I'm setting up a table that needs two auto-incrementing fields, 'id' and 'member#'.
I'll use AUTO_INCREMENT = 1001 on the latter for new data, as there is old data with member numbers less than 1000.
I'll use 'MAX(id)+1' on the 'id' field to auto-increment it.
But I'm not sure if this will do the job whenever there's an INSERT, or even where to put that bit of code. All I'm trying to do here is auto-increment the field, not SELECTing anything.
And out of curiosity, why is there only one AUTO_INCREMENTing field per table?
Surely, it can't be difficult to code AUTO_INCREMENT_2, AUTO_INCREMENT_3 etc.
All answers and assistance appreciated.
================================
ADDITIONAL INFORMATION AND LINKS
Sorry for the delay in my response, I've been doing additional research.
Ok so to explain further, we have people joining our group via the net. As such we need to assign a unique membership number to each person. Two John Does? Two different membership numbers. For this I've set the member# column as AUTO_INCREMENT, and then AUTO_INCREMENT = 1001 as a table option. Old membership numbers have three digits, new memberships have four. So each time someone registers as a new member on the web, there's an insert command that automatically assigns the next four digit membership number in the series to the new member.
member# INT(6) UNSIGNED NOT NULL UNIQUE KEY AUTO_INCREMENT
And as a table option AUTO_INCREMENT = 1001
I hope this is clear. Other situations where someone might want to use a similar strategy could be assigning consecutive invoice numbers, receipt numbers, account numbers, etc. So how does one guarantee a +1 result, ie consecutive numbers?
Now we also need a table id column. Lots of tables need a table id. It too needs to be assigned an AUTO_INCREMENT value, in our case, beginning with 1, and incrementing by 1 (the default), to identify and distinguish one row from another. But unfortunately there can be only one AUTO_INCREMENT column per table in MySQL. :-/
So this situation belongs to a class of problems known as MAX+1 problems. (It may also be related to ROW_COUNT and LAST_INSERT_ID solutions.) The limit of a single AUTO_INCREMENT field per table requires a MAX+1 workaround and I am looking for advice on the best way to implement this. For example, is there a way to set this up inside the CREATE TABLE command itself, when defining the id field? Or something else of an equally simple nature, such as writing a function. It is indeed preferable to optimize for efficiency and use only needed features rather than implement a series of commands. Typically a suggested work around might be:
Lock tables membership write;
$max = SELECT MAX(id) FROM membership;
INSERT INTO membership ( id, firstname, lastname )

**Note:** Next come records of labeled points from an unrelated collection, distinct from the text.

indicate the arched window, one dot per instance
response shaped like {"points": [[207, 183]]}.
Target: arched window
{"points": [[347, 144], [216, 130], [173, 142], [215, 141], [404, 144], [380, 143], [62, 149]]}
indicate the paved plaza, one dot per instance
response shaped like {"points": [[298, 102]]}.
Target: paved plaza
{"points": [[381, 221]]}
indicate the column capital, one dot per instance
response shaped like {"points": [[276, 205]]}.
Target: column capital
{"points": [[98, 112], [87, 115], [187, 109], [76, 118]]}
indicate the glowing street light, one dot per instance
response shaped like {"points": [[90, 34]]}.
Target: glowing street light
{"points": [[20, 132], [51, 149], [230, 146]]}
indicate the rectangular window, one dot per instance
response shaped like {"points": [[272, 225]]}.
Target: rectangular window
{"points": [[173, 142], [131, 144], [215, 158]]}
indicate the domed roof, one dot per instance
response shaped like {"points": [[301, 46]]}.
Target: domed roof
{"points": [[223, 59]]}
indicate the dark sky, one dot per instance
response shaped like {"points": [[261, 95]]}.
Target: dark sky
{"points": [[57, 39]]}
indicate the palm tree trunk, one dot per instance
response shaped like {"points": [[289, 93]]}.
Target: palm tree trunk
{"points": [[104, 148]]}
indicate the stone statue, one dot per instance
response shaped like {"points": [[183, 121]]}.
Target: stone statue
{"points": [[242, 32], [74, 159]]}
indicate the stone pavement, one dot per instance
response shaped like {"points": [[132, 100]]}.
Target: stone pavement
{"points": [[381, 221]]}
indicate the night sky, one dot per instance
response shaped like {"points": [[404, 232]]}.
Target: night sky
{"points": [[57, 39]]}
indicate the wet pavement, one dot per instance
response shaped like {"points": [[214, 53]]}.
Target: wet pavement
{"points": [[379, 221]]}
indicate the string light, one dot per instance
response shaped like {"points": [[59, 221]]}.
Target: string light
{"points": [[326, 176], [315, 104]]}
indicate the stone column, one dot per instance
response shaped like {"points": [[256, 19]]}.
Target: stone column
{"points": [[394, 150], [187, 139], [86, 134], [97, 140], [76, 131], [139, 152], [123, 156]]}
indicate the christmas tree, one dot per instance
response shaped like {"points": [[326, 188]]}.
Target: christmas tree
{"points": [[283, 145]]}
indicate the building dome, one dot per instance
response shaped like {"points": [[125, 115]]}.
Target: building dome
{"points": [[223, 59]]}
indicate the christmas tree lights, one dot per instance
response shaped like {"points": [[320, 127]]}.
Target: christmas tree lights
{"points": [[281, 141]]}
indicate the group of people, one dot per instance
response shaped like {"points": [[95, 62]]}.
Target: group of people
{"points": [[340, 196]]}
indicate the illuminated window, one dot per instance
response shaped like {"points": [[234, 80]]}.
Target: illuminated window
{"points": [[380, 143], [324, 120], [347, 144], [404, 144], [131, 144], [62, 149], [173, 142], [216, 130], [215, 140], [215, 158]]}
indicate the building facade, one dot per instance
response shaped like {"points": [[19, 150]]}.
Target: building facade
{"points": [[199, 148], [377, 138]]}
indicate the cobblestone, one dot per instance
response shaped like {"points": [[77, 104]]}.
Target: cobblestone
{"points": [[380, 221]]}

VALUES ($max+1 , 'jane', 'smith')
unlock tables;
Is there something better?
As whether AUTO_INCREMENT_2 /_3... features should exist. Well, I'd have to point out that there are a lot of features in MySQL that I'll never use, but obviously someone needs them. Nevertheless, it would be convenient to have this for those (rare) occasions when you might need it. Perhaps there is a distinction to be drawn between having a feature available and using it on any given table. I doubt an unused feature requires much in the way of additional memory or clicks (which are pretty cheap these days anyways).

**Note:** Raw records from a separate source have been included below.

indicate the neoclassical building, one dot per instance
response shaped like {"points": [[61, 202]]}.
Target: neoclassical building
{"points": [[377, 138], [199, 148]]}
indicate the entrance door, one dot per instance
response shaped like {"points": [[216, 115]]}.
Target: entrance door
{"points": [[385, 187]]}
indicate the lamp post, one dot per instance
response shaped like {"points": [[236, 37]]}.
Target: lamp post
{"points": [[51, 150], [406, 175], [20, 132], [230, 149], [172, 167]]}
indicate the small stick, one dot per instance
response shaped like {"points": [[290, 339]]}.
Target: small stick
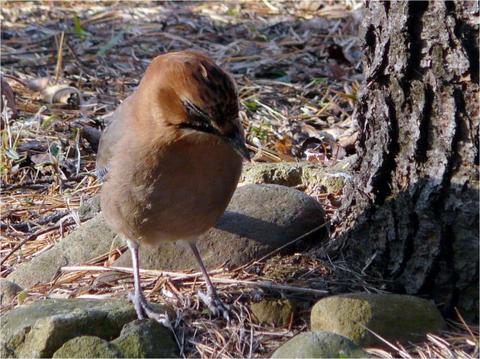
{"points": [[29, 238], [181, 276]]}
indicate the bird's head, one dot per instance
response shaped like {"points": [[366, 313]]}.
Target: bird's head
{"points": [[196, 94]]}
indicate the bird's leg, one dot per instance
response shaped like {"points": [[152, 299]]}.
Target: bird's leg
{"points": [[142, 307], [211, 298]]}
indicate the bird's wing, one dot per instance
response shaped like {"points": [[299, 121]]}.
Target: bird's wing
{"points": [[110, 136]]}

Some links that may prove useful in understanding this situation:
https://duckduckgo.com/?q=mysql+max%2B1+problems&t=ffab&atb=v1-1&ia=web
Insert and set value with max()+1 problems
Problem with MySql INSERT MAX()+1
https://bugs.mysql.com/bug.php?id=3575
All answers, advice and assistance appreciated.
Each InnoDB table has at most one counter for its auto-increment. This is part of the implementation. If you could define N auto-increment columns, in the same table, it would need more storage space to store N counters. It would require the auto-increment lock to last longer while you incremented N counters.

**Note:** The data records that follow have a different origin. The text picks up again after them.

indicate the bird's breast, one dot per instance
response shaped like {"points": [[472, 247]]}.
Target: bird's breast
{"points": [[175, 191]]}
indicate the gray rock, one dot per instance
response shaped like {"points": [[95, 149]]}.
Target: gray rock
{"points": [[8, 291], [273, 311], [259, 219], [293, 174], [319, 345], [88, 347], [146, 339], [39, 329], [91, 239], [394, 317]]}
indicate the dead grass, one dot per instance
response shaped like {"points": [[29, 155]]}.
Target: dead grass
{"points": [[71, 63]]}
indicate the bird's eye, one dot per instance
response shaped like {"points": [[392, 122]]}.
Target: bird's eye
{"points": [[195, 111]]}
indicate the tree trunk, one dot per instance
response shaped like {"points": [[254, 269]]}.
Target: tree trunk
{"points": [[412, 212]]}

As for why is there only one per table, sure, it is possible that they could implement it to support more than one, but why?
It would make the implementation a lot more complex, and hinder performance, for cases that 99.99% of apps don't need.
They were trying to solve the needs for the majority of cases. In nearly every case of a table with an auto-increment, one per table is sufficient.
In nearly every case where someone like you thinks they need more than one per table, you'd be wise to step back and reconsider your design.
In MySQL the table structure cannot contain more than one auto_increment field. When you try to create a table with 2 autoincremented fields or alter the table in attempt to create second autoincrement, the query fails.
Autoincrement guarantees that each next value generated in the field will be greater than previous one in current connection. But it do NOT guarantee, that each next value generated in the field will be greater than previous value by 1. The "delta" may be 2 or even 1000... it cannot be negative or zero only.

How can one prevent mysql insertion within a particular timestamp interval?

I have a system whereby users can input data into a mysql table from many sites across the globe.
The data is posted via ajax to my table without issues. But, I would like to improve my insertion code to prevent insertion if the timestamp is within some interval. This would weed out duplicate rows in my table.
Before you get angry -> I do understand I can set a primary key to certain columns and prevent duplicate insertion.
In my use case, I need to allow duplications of the numeric data where it is truly duplicated values from a unique submission -> this is valid in my case. I would like to leverage the timestamp to weed out obvious double insertions where the variables were submitted by accident twice.
I have tried to disable the button for 1-2 seconds, but this hasn't solved the problem entirely.
If I have columns: weight, height, country and the timestamp, I'd like to somehow check if there is an insert within n sections of the timestamp, where the post includes data that matches these variables. This would tell me that there is an accidental duplication from a user and I shouldn't insert it into the database.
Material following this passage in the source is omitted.